Traditionally, corporate training focused on measurable, hard skills and efficiency-driven productivity. However, the landscape significantly shifted, with organizations now prioritizing "soft skills" such as resilience, communication, innovation, and collaboration. These are fundamentally EQ-driven attributes, making them much harder to measure and teach than the more mechanical skills of the past. This shift directly responds to technological advancements, including AI, which increasingly automates routine tasks, elevating the importance of uniquely human capabilities in the workforce. Learning providers find it increasingly difficult to attach specific training to these nuanced skills because each organization's needs and desired outcomes differ.
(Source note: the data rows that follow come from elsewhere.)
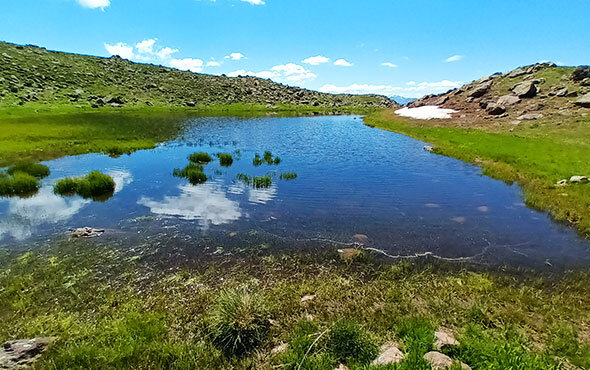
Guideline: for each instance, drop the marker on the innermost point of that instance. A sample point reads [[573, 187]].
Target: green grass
[[225, 159], [18, 184], [193, 172], [200, 157], [536, 156], [95, 185], [117, 307]]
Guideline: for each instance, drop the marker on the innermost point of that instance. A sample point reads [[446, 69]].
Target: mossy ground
[[113, 307], [536, 155]]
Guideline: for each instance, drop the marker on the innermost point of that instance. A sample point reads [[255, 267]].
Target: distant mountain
[[401, 100], [31, 75]]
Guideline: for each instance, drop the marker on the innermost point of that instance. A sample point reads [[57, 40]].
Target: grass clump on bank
[[95, 185], [225, 159], [256, 181], [200, 157], [18, 184], [536, 156], [193, 173]]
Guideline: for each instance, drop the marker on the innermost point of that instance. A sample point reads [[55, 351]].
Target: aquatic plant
[[193, 172], [288, 176], [38, 170], [225, 159], [95, 185], [239, 321], [200, 157], [349, 343], [257, 181], [19, 184]]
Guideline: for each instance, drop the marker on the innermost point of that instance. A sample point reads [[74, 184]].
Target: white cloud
[[187, 64], [342, 63], [93, 4], [316, 61], [412, 90], [146, 46], [235, 56], [454, 58], [121, 49]]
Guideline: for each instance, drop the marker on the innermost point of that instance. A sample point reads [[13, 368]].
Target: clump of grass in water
[[256, 182], [288, 176], [193, 172], [19, 184], [267, 158], [239, 322], [225, 159], [95, 185], [200, 157], [37, 170]]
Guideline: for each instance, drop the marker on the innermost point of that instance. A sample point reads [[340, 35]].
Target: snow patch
[[426, 112]]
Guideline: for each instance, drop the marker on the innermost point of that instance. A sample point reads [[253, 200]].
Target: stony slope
[[33, 75], [526, 93]]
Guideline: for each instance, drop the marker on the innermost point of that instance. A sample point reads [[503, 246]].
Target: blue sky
[[407, 48]]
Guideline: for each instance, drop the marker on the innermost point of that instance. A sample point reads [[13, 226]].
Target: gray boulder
[[526, 89], [508, 100], [583, 101]]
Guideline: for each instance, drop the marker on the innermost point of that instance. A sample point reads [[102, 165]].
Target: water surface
[[352, 179]]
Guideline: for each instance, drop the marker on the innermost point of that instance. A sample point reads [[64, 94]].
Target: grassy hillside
[[41, 79]]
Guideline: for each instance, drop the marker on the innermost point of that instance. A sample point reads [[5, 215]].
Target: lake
[[354, 183]]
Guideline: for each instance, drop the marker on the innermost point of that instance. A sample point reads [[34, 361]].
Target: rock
[[561, 182], [508, 100], [389, 354], [580, 73], [348, 254], [360, 238], [439, 361], [22, 353], [531, 116], [443, 336], [495, 109], [480, 90], [307, 298], [86, 232], [583, 101], [578, 179], [281, 348], [526, 89]]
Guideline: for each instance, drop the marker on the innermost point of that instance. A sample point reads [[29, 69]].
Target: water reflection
[[207, 203]]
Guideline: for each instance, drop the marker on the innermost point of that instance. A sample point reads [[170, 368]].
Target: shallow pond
[[351, 179]]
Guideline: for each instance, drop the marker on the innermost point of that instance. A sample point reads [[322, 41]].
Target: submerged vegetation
[[200, 157], [225, 159], [117, 307], [95, 185], [193, 173]]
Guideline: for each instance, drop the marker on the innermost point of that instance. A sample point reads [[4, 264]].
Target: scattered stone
[[389, 354], [360, 238], [443, 336], [526, 89], [307, 298], [86, 232], [22, 353], [584, 101], [494, 109], [348, 254], [480, 90], [531, 116], [439, 361], [578, 179], [281, 348]]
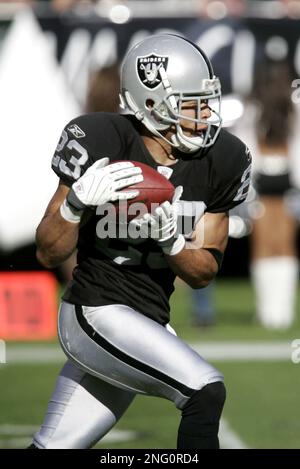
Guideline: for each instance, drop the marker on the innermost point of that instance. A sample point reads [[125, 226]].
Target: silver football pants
[[114, 353]]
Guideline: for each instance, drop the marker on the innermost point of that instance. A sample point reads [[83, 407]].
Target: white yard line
[[219, 351], [245, 351], [20, 436]]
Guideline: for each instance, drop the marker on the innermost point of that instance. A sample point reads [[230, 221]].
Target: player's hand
[[162, 225], [102, 182]]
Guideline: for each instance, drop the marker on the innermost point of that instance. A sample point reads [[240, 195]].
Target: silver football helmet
[[160, 74]]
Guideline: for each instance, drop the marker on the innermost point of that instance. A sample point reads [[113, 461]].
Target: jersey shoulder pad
[[83, 141]]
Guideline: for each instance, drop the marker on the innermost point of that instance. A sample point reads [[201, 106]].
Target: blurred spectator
[[103, 90], [274, 267]]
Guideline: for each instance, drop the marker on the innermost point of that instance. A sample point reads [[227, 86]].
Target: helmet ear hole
[[149, 104]]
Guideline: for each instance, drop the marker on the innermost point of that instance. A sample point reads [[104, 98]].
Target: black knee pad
[[204, 408]]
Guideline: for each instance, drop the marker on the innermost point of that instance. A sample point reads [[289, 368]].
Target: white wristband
[[68, 214], [176, 247]]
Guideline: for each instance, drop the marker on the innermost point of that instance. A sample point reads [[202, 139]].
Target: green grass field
[[262, 405]]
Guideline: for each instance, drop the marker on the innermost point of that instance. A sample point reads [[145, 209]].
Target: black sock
[[199, 425]]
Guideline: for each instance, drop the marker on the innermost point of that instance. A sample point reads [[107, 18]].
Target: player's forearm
[[196, 267], [56, 239]]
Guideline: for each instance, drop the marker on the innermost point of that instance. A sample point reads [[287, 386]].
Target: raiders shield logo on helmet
[[148, 69]]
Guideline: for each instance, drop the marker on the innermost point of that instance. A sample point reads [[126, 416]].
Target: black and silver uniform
[[118, 271]]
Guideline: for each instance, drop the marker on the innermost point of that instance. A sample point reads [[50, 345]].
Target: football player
[[114, 316]]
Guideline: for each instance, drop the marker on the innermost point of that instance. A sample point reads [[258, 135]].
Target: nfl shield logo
[[148, 69]]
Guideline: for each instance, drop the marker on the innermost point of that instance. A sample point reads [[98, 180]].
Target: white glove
[[101, 184], [162, 226]]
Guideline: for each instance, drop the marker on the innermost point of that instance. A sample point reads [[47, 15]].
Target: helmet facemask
[[180, 74]]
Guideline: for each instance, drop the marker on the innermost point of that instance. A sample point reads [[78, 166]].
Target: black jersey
[[132, 272]]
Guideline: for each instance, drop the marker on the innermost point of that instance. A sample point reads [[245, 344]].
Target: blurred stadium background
[[50, 53]]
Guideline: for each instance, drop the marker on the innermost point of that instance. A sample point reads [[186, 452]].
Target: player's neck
[[160, 150]]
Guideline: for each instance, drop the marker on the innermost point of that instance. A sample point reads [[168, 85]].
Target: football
[[153, 190]]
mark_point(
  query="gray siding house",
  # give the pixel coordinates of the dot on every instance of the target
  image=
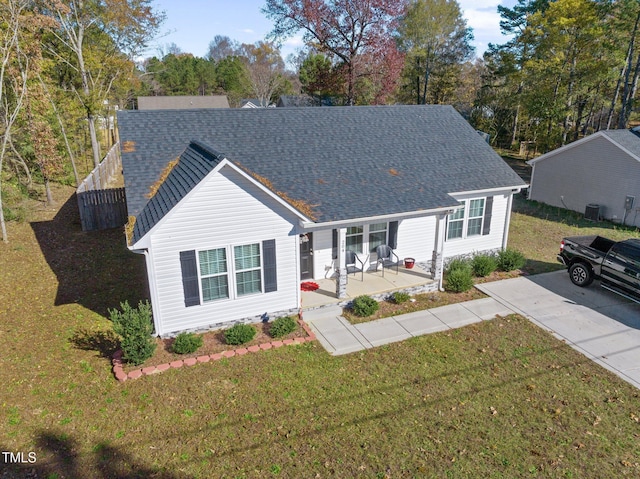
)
(182, 102)
(232, 209)
(600, 171)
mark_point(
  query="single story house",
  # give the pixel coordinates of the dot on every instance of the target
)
(598, 175)
(234, 208)
(181, 102)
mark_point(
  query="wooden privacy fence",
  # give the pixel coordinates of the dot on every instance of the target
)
(102, 207)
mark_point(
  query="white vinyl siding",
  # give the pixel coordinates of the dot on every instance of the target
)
(224, 211)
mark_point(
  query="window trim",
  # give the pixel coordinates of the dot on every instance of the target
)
(467, 218)
(260, 268)
(201, 276)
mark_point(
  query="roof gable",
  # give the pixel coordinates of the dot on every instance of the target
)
(177, 179)
(348, 162)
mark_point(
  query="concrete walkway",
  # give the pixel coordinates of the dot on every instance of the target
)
(339, 336)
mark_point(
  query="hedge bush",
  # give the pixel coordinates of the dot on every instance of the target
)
(458, 263)
(459, 280)
(283, 326)
(364, 306)
(239, 334)
(400, 297)
(186, 343)
(134, 326)
(510, 259)
(484, 264)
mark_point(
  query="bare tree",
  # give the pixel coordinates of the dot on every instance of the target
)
(13, 79)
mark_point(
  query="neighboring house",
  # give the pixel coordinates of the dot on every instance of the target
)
(254, 103)
(182, 102)
(286, 101)
(600, 173)
(233, 208)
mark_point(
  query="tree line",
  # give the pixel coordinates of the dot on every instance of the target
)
(568, 69)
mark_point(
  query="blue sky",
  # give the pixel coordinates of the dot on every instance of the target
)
(192, 24)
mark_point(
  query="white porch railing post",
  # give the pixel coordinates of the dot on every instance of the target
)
(341, 269)
(437, 259)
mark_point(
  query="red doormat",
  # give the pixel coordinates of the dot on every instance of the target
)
(309, 286)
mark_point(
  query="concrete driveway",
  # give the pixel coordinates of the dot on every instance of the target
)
(601, 325)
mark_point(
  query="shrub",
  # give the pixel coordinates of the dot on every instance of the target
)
(459, 280)
(510, 259)
(283, 326)
(399, 297)
(457, 264)
(484, 264)
(239, 334)
(186, 343)
(134, 327)
(364, 306)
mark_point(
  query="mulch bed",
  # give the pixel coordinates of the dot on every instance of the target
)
(213, 343)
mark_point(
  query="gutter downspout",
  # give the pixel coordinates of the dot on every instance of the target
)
(507, 222)
(155, 303)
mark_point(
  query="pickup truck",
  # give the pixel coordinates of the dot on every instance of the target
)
(616, 264)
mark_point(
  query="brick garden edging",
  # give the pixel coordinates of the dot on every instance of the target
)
(121, 376)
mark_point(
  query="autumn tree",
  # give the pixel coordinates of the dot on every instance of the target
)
(222, 47)
(319, 77)
(355, 33)
(91, 40)
(265, 71)
(437, 42)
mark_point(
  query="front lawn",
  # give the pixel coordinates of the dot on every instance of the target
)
(500, 398)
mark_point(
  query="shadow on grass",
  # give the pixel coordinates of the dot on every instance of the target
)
(104, 342)
(564, 216)
(58, 456)
(94, 269)
(533, 266)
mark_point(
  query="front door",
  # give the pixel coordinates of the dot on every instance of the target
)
(306, 256)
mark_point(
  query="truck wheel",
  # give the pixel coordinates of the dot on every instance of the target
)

This change in focus also impacts how learning providers interact with their clients. In the past, HR typically bought training, and while HR departments remain central, the decision-making process has become more sophisticated, often involving "people officers." Selling to organizations now requires a deep dive into uncovering their specific needs, understanding the desired outcomes, and, most importantly, identifying the key metrics they aim to move. This consultative approach is essential because, despite clear recognition that these human skills are game-changers for organizations, measuring their direct return on investment is complex and challenging. The industry evolves to partner with organizations, co-creating solutions tailored to unique pain points or business opportunities.
This profound shift from IQ-driven, mechanical productivity to EQ-driven human behavior marks a new era for corporate education. While traditional education models, often characterized by rote memorization and standardized testing, still prevail, the demands of the modern workforce necessitate continuous upskilling in areas like resilience and complex communication. The challenge lies in retraining a workforce educated in the "old way" for the new frontier of sales enablement and organizational productivity. This requires innovative approaches to learning and development that move beyond one-and-done workshops to continuous, just-in-time, and job-embedded learning experiences that foster new behaviors and muscle memory.